I arrived at the Imperial Palace in Tokyo intending to take a walk through the palace’s East Gardens but when I got to the eastern side of the palace grounds I found that there were security guards everywhere and my intended entrance had been blocked off. A river of people was streaming towards one of the palace’s other entrances and I decided to join them. There was clearly something going on at the palace but I had no idea what it was. After going through a security checkpoint I continued following the crowds through a section of the palace that is normally off-limits to the public except for guided tours.
When I reached the heart of the palace’s East Gardens I saw why everyone else was at the palace that day. A small temple complex had been set up in the gardens, and I would soon learn that this complex was called Daijokyu. These buildings were completed a few weeks earlier and had been used for an important ceremony that takes place when a new emperor ascends to the throne. Inside a nearby tent I found a scale model of Daijokyu on display.
After looking around the exhibits inside the tent I went back out and joined the line of people moving slowly towards the front of the Daijokyu complex. Visitors cannot set foot inside Daijokyu but are allowed to take photos of the exterior. What happens inside the buildings during the ceremony is apparently a secret, with only the emperor and a few other people knowing the full details of what takes place. The Daijokyu complex would remain open to the public until December 8, after which the buildings were demolished and removed from the palace grounds.

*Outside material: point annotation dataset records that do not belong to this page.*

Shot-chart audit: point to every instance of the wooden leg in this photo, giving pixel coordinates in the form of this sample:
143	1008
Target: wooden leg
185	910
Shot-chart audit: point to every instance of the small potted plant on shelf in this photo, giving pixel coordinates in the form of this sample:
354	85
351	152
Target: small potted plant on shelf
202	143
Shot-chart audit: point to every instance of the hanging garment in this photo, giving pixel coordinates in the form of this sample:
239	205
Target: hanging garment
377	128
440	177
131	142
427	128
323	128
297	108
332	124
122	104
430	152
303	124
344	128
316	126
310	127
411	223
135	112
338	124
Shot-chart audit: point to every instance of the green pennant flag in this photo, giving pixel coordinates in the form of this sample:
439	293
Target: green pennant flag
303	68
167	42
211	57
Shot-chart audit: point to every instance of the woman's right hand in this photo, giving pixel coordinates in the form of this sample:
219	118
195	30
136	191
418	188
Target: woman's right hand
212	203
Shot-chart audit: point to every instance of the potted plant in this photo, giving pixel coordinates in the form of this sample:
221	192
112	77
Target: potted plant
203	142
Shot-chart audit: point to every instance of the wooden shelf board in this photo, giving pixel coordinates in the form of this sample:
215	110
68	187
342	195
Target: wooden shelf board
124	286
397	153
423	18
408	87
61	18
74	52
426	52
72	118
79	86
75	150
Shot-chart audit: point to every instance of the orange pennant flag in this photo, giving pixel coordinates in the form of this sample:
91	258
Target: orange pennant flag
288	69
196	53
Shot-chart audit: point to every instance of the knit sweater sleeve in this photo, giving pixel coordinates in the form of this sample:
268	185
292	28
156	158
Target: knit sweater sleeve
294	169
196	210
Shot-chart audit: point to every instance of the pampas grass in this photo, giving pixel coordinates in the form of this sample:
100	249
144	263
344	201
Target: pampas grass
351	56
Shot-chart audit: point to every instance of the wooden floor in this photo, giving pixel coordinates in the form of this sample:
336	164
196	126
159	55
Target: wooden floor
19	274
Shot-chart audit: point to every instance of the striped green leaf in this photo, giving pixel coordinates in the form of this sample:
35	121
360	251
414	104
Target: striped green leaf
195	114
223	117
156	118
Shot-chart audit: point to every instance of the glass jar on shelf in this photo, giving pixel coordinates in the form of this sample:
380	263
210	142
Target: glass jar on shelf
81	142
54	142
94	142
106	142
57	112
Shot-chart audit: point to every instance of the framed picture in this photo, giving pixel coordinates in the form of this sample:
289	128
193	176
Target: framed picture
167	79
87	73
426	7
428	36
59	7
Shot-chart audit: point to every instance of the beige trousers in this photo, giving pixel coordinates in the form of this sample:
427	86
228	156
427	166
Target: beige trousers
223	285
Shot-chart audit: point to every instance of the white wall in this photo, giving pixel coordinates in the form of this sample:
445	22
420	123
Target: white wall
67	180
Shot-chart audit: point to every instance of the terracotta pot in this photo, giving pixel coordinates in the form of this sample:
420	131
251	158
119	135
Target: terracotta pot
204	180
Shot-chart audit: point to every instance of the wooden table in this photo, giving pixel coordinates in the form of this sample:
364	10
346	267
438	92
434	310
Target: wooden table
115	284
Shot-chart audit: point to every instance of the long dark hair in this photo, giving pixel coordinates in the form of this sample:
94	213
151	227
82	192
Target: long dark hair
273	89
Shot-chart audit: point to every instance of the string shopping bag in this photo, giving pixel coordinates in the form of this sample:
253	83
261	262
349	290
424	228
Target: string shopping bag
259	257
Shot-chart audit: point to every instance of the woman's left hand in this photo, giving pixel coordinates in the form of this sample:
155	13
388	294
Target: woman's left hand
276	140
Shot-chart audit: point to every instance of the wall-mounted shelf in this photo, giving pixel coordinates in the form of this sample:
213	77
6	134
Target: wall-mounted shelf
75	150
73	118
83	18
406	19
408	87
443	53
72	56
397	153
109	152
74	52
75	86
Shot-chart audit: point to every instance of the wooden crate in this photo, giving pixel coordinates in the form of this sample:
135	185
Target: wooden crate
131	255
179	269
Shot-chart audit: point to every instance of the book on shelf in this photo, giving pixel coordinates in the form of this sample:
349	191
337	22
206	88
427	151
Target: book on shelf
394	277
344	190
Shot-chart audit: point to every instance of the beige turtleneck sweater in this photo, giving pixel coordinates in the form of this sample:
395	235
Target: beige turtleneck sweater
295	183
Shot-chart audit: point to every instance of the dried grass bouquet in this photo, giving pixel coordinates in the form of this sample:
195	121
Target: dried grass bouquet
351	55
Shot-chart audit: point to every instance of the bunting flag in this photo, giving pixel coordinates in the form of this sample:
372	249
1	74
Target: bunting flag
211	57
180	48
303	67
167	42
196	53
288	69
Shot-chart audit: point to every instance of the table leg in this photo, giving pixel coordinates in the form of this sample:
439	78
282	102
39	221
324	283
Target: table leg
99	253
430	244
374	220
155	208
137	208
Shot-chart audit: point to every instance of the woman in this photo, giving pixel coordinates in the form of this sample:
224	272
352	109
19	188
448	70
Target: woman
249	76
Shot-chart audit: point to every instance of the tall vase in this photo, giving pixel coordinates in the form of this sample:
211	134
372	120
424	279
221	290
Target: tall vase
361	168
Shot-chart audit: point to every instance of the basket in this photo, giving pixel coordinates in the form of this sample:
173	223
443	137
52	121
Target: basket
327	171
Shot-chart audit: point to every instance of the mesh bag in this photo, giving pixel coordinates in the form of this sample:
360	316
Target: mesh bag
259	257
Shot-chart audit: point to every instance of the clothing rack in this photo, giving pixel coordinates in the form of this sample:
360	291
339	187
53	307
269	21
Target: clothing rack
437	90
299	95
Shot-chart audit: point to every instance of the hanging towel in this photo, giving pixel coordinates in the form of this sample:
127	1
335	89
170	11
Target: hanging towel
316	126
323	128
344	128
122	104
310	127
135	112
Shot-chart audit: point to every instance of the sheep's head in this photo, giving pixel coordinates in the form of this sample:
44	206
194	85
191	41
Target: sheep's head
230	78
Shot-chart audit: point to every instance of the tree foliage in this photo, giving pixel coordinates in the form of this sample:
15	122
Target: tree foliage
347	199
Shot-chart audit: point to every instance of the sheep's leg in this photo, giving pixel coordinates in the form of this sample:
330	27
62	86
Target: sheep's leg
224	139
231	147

Once I was done circling around the exterior of the Daijokyu complex I spent some time on the original purpose of my visit, which was to see the East Gardens area of the palace. Along with nice garden areas you can also find buildings used by the government agency that manages the affairs of Japan’s Imperial Family. The East Gardens were busier than normal due to all the people that had shown up to see the Daijokyu complex but wandering around that part of the palace was still a nice way to spend part of an afternoon.